You've got a brand new family configuration, and you're starting a brand new life. Almost everybody says, and I agree, that it's best if you can start all this freshness in a new, neutral place. When you all move to a new place, you'll have these advantages:

  • You all have the excitement of creating a new life together.
  • You can look for a home with the correct physical requirements for your larger family.
Don't Be Wicked

Don't just write off a child's distress at moving. The loss of a home can feel devastating. Consider the child's temperament and developmental situation. Listening to children's real needs is not just “catering to their whims.”

Disadvantages of Simply Combining

Moving somewhere new isn't always possible, or perhaps one person has a dream house with enough room for everybody. It seems so easy that all the new step has to do is pack the bags and come on over.

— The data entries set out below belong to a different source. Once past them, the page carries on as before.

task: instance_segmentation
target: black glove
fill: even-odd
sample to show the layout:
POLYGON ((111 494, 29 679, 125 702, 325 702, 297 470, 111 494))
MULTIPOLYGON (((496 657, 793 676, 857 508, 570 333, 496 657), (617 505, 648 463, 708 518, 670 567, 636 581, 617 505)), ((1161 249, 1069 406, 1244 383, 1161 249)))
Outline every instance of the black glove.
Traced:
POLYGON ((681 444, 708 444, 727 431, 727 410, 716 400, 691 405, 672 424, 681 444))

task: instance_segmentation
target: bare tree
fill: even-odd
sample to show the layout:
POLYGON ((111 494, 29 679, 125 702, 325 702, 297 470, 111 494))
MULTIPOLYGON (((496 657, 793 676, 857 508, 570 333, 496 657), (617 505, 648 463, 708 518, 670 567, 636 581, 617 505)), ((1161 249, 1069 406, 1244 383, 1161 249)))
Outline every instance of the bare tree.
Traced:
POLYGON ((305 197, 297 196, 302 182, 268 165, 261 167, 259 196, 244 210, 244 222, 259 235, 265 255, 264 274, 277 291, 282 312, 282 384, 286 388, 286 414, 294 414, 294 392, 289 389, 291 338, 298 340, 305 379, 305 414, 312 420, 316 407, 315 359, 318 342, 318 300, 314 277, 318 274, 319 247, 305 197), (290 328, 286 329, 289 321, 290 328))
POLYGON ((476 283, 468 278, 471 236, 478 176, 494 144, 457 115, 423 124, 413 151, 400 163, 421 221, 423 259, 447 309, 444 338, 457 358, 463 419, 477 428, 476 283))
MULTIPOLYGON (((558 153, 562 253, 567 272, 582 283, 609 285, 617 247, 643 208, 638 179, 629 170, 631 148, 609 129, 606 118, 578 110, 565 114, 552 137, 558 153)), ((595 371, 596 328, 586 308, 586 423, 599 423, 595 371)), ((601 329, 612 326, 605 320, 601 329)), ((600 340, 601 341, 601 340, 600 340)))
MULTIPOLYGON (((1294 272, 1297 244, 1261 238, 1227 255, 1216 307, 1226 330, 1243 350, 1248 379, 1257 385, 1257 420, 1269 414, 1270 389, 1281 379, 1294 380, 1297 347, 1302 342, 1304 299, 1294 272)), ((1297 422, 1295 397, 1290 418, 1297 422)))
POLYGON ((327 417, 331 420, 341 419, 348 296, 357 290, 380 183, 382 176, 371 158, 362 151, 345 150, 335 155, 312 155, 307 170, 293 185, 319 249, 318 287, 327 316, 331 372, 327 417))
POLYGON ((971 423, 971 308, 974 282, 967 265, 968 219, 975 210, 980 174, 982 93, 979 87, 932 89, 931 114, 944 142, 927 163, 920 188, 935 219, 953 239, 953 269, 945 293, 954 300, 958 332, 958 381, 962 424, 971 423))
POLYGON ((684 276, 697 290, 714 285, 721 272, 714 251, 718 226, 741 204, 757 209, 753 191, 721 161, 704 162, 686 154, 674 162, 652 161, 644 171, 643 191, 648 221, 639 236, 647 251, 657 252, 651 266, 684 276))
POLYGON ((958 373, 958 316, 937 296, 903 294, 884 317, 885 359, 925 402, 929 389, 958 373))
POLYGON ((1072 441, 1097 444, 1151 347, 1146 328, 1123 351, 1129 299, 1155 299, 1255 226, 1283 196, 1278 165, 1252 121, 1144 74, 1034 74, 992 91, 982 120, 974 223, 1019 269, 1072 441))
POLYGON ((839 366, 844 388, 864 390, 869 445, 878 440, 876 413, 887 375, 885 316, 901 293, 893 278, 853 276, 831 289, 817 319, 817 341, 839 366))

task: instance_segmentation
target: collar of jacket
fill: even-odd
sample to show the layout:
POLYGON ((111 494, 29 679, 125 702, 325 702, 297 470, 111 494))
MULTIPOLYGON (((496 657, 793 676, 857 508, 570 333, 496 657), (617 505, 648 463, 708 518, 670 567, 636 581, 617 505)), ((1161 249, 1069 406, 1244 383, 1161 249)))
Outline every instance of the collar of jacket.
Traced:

Watch out! A lot of people have tried just this, and a lot have found it to be disastrous. Inevitably, the newcomer feels like an intruder, a visitor, as though he's trying to fill another person's shoes.

When one family joins another family in its old homestead, the issues are different for each set of kids, both the movers, and the moved-in-ons. The ones who are moving in (the movers) have a whole new environment to get used to. They may feel “new-kid-on-the-block-itus,” that horrible sense that they know less and matter less than the kids who have seniority.

Many of these issues can be avoided by having everybody move, finding a new house or apartment that fits everybody's needs.

I Kid You Not!

As strange as it may seem at first, perhaps your best option is to have the child stay in his house and have the adults move in and out. Jimmy keeps his house, room, neighborhood, and school. Mom lives with Jimmy for a month, and then she moves out and Dad moves in for a month. Yes, it's more complicated when it's Mom and her Love, and Dad and his Honey—and it probably won't work if Love or Honey has kids, too. But it's something to consider, especially if the child is having a hard time adjusting to changes.

Uneven Finances

When stepfamilies begin discussing living situations, money issues often come up, especially when couples who have uneven financial situations come together as a family. Perhaps she's been used to a middle-class house in the suburbs with a pool and a large mortgage, and he's fresh from a small urban rent-controlled apartment downtown. How much rent or mortgage can they afford? How much do they want to afford?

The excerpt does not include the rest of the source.